Loin d’être une simple visite d’inspection, la descente du Premier ministre à l’Hôpital général a abouti à un audit qui sera effectué par l’Inspection générale des Finances.
Voila que l’encre de la lettre du Chef de l’Etat n’a pas encore séché que le Premier ministre Adolphe Muzito, répond déjà positivement au Chef de l’Etat. Non pas en lui écrivant une lettre, mais en traduisant en acte, les recommandations du Raïs. Ainsi donc, le Premier ministre, a choisi le secteur de la santé que le Président de la République inscrit parmi les priorités de son quinquennat.
Dans l’ensemble des actions qu’il entend entreprendre dans ce secteur, le Premier ministre a commencé par une visite hier, de l’Hôpital général de référence de Kinshasa, ex-Hôpital Mama Yemo. Un choix qui ne relève pas d’un pur hasard, quand on sait que dans l’opinion, l’Hôpital général de référence de Kinshasa, le plus important de la capitale, n’a malheureusement pas une bonne renommée.
Loin d’être une promenade de santé, la visite du Premier ministre à l’ex-Mama Yemo a débouché sur une réunion de service avec le staff dirigeant de l’hôpital. Après qu’il a religieusement entendu les responsables et les délégués syndicaux, Adolphe Muzito n’est pas allé par le dos de la cuillère pour recommander l’amélioration de la gestion des finances de l’hôpital, avec le concours de l’Inspecteur général des finances.
Ce n’est pas tout. Le chef de l’Exécutif congolais a aussi exprimé sa volonté de réformer le cadre juridique de l’hôpital, en vue de lui permettre de mieux assurer le service public. Tout en recommandant une gestion rationnelle des infrastructures de l’hôpital, Adolphe Muzito a rappelé à ses interlocuteurs, le credo du Chef de l’Etat. « La matérialisation des cinq chantiers, notamment la santé, comporte une double exigence de gestion rationnelle et de réhabilitation matérielle des ouvrages. Suivant la vision du Chef de l’Etat, la santé est prioritaire.
C’est pourquoi, en tant que chef du Gouvernement, nous sommes venu nous rendre compte des infrastructures et de la gestion de l’Hôpital général de référence. Malheureusement, la comptabilité de cette structure sanitaire est boiteuse. Elle ne répond pas aux normes édictées par la comptabilité publique comme nous venons de le constater avec son médecin directeur, Dr Diabeno.

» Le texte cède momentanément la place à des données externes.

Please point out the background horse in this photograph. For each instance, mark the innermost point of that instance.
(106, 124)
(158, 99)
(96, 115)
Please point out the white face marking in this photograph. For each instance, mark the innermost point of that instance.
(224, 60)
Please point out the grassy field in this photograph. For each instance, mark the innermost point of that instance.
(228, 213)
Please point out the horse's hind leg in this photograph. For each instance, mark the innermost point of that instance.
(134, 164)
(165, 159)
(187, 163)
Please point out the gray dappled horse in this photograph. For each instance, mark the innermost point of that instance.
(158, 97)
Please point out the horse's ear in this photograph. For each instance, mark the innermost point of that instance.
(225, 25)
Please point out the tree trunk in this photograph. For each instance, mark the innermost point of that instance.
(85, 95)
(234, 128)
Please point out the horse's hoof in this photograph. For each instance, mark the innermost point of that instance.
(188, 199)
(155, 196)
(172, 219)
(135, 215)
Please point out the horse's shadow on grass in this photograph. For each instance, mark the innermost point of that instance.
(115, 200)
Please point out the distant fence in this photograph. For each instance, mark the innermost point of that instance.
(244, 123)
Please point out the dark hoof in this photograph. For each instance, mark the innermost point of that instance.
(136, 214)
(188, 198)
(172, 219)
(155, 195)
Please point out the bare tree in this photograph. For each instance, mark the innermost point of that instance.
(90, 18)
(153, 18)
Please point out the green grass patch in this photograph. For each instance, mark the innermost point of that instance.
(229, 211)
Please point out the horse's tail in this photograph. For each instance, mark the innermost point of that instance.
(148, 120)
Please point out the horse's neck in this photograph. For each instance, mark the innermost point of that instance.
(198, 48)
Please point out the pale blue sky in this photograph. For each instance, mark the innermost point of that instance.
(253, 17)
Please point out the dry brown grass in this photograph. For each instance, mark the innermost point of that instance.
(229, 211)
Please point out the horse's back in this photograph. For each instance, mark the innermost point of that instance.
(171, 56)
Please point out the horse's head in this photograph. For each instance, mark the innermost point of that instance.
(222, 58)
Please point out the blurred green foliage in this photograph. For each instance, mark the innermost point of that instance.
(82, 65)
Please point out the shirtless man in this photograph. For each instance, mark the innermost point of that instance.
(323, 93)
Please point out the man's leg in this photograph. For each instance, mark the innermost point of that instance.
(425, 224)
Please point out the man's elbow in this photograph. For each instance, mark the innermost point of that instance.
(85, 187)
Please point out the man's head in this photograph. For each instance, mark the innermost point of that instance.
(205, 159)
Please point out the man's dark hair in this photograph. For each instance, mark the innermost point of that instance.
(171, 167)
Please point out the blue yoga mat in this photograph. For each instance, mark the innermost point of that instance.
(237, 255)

Raison pour laquelle, le Gouvernement vient de demander à l’Inspecteur générale des finances de diligenter un audit au sein de cette institution », a déclaré le Premier ministre.
Quant à son entretien avec la délégation syndicale, Adolphe Muzito déclare qu’ils ont trouvé un compromis en vue de l’amélioration des conditions socioprofessionnelles de l’ensemble du personnel. « Je voudrais vous assurer que votre gouvernement prendra sa part de responsabilité pour que cet hôpital s’acquitte de son devoir, celui d’assurer un meilleur service à la population », a encore dit le Premier ministre qui a bouclé la première étape de sa tournée par la visite de la Clinique Ngaliema.
Dans sa tournée, Adolphe Muzito s’est fait accompagner de quelques membres de son gouvernement ayant une implication directe ou indirecte dans le bon fonctionnement de cet hôpital. Il s’agit, entre autres, de MM. Athanase Matenda Kyelu, Augustin Mopipi, Olivier Kamitatu et Barthélemy Botswali, ministre respectivement des Finances, de la Santé, du Plan et des Affaires sociales, actions humanitaires et solidarité. A ces membres de l’Exécutif central, s’ajoutent tout naturellement MM. André Kimbuta et Batubenga Mbayi, gouverneur de la ville de Kinshasa et Inspecteur général des Finances.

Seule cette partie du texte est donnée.